SOS JFK

The Children's Hour

par Jérôme Florio le 06/01/2004

Note: 9.0    

Dans le poème éponyme de H.W. Longfellow, "The Children's Hour" est ce moment suspendu et indécis, entre chien et loup, où coexistent la nuit et le jour naissant.

La musique du duo de Chicago est un touchant mélange de maîtrise et de gaucherie - "un entre-deux qui boite avec grâce", dirait Jean Cocteau. Multi-instrumentiste amatrice (harmonium, harpe, piano…), Josephine Foster est passée par une école d'opéra : son chant clair et puissant ondule avec aisance sur un finger-picking rêveur et approximatif, efficacement complété par celui d'Andy Bar.

Il est beaucoup question d'enfance : Foster porte sur cet âge un regard à la fois douloureux et attendri ("Little boy"), loin du bonheur frelaté que l'on nous vend à coups de spots publicitaires. Il y a beaucoup d'elle-même dans "Adoption day" ou "Kindness of strangers", où douceur et douleur vont de pair. Sa voix provoque le même effet que celle de Chan Marshall (Catpower) : un fil d'Ariane en prise directe avec l'auditeur, sans filtre, qui est l'expression immédiatement déchirante d'un état de manque affectif ("Anna"). Une proximité presque gênante, qui peut aussi se passer de mots ("Going home").

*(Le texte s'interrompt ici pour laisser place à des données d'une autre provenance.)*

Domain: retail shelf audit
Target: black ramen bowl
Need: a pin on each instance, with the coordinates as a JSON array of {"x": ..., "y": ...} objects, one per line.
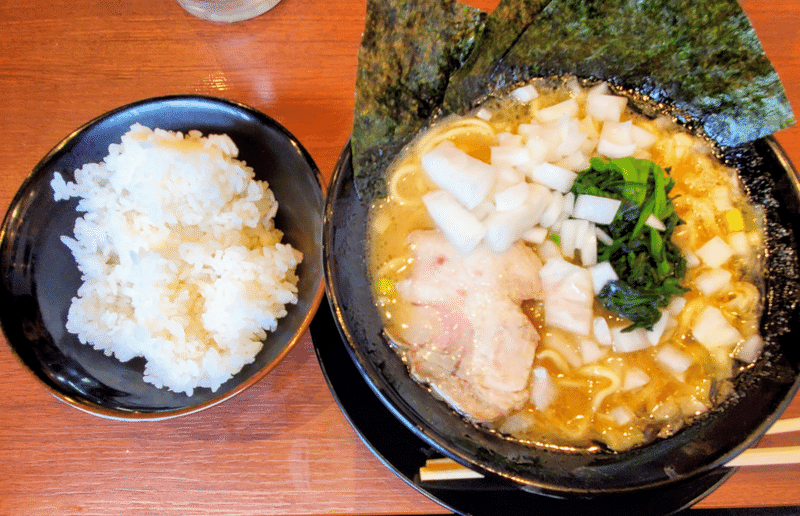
[
  {"x": 40, "y": 276},
  {"x": 761, "y": 393}
]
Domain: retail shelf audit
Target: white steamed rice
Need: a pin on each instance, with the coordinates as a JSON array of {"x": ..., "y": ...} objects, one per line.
[{"x": 180, "y": 259}]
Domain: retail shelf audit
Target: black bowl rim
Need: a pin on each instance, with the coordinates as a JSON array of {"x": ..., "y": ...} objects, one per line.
[
  {"x": 142, "y": 415},
  {"x": 432, "y": 437}
]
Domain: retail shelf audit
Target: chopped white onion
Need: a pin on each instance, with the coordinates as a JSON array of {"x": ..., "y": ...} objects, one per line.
[
  {"x": 525, "y": 93},
  {"x": 643, "y": 138},
  {"x": 654, "y": 335},
  {"x": 568, "y": 108},
  {"x": 469, "y": 179},
  {"x": 676, "y": 305},
  {"x": 543, "y": 389},
  {"x": 715, "y": 253},
  {"x": 512, "y": 197},
  {"x": 740, "y": 243},
  {"x": 600, "y": 210},
  {"x": 750, "y": 349},
  {"x": 588, "y": 249},
  {"x": 615, "y": 150},
  {"x": 601, "y": 331},
  {"x": 568, "y": 296},
  {"x": 674, "y": 359},
  {"x": 590, "y": 351},
  {"x": 713, "y": 281},
  {"x": 634, "y": 378},
  {"x": 554, "y": 177},
  {"x": 712, "y": 330},
  {"x": 484, "y": 114},
  {"x": 503, "y": 228},
  {"x": 510, "y": 154},
  {"x": 627, "y": 342},
  {"x": 602, "y": 274},
  {"x": 622, "y": 415},
  {"x": 535, "y": 235},
  {"x": 605, "y": 107},
  {"x": 461, "y": 227},
  {"x": 603, "y": 237}
]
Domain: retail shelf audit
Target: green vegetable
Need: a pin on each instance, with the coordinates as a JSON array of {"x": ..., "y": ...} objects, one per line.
[{"x": 649, "y": 265}]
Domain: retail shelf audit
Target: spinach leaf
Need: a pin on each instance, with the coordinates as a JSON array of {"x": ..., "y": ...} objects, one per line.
[{"x": 649, "y": 265}]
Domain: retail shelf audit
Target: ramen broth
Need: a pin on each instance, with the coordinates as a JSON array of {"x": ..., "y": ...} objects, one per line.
[{"x": 601, "y": 389}]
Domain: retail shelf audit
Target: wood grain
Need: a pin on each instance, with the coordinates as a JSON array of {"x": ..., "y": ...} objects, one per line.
[{"x": 283, "y": 446}]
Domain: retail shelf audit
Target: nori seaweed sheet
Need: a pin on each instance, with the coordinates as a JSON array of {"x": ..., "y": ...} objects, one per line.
[
  {"x": 701, "y": 58},
  {"x": 407, "y": 53},
  {"x": 502, "y": 30}
]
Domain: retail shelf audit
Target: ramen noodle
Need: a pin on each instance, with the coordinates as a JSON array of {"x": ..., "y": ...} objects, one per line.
[{"x": 487, "y": 268}]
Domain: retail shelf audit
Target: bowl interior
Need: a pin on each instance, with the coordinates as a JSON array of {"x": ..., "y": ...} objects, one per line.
[
  {"x": 761, "y": 393},
  {"x": 40, "y": 275}
]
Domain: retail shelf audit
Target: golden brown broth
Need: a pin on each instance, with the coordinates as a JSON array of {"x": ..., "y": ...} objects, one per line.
[{"x": 667, "y": 402}]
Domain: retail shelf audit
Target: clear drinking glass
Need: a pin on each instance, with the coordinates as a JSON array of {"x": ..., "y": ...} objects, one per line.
[{"x": 227, "y": 10}]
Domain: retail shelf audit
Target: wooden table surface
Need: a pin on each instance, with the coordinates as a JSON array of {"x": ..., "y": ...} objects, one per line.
[{"x": 283, "y": 446}]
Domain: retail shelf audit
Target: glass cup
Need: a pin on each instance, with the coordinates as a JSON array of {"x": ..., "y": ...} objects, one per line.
[{"x": 227, "y": 10}]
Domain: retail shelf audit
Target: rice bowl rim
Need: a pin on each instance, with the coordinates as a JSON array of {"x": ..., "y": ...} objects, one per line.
[{"x": 262, "y": 119}]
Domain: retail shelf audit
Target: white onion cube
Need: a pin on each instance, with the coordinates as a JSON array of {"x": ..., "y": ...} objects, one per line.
[
  {"x": 712, "y": 330},
  {"x": 600, "y": 210},
  {"x": 459, "y": 225},
  {"x": 715, "y": 253},
  {"x": 469, "y": 179},
  {"x": 554, "y": 177}
]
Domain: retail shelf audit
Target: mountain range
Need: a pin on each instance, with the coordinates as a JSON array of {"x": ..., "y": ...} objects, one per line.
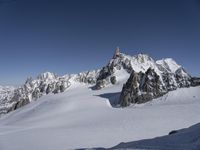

Les textes de "Mary" et "Wyoming" regorgent d'images panthéistes, qui font écho à l'échappée onirique et sauvage des enfants dans "La nuit du chasseur" – sans la menace de l'effrayant pasteur interprété par Robert Mitchum. Ici juste une prière désarmante de simplicité ("The lumberjack song"), comme celles que l'on fait étant petit, agenouillé au pied du lit, avant d'aller se coucher. Sur "SOS JFK", on dirait que Josephine Foster chante pour se donner du courage dans l'obscurité.

L'atmosphère est simple et rurale : l'impression d'être bercé par une radio qui joue des chansons country-folk des années 40, plus ou moins infusées par des folklores du pacifique et orientaux (de l'ukulélé, les harmonies de "The Chinese song"). Une guitare western ouvre les grandes étendues de "Lost love" ou "SOS JFK", sur la piste de Tarnation – Foster sonne alors comme une Paula Frazer femme-enfant.

Dans le film d'Orson Welles, Charles Foster Kane (SOS CFK !) est un magnat tout-puissant, rongé jusqu'à la fin par un petit bout d'enfance toujours saillant : Josephine Foster pourrait être sa sœur cadette. SOS JFK est son bouton de rose.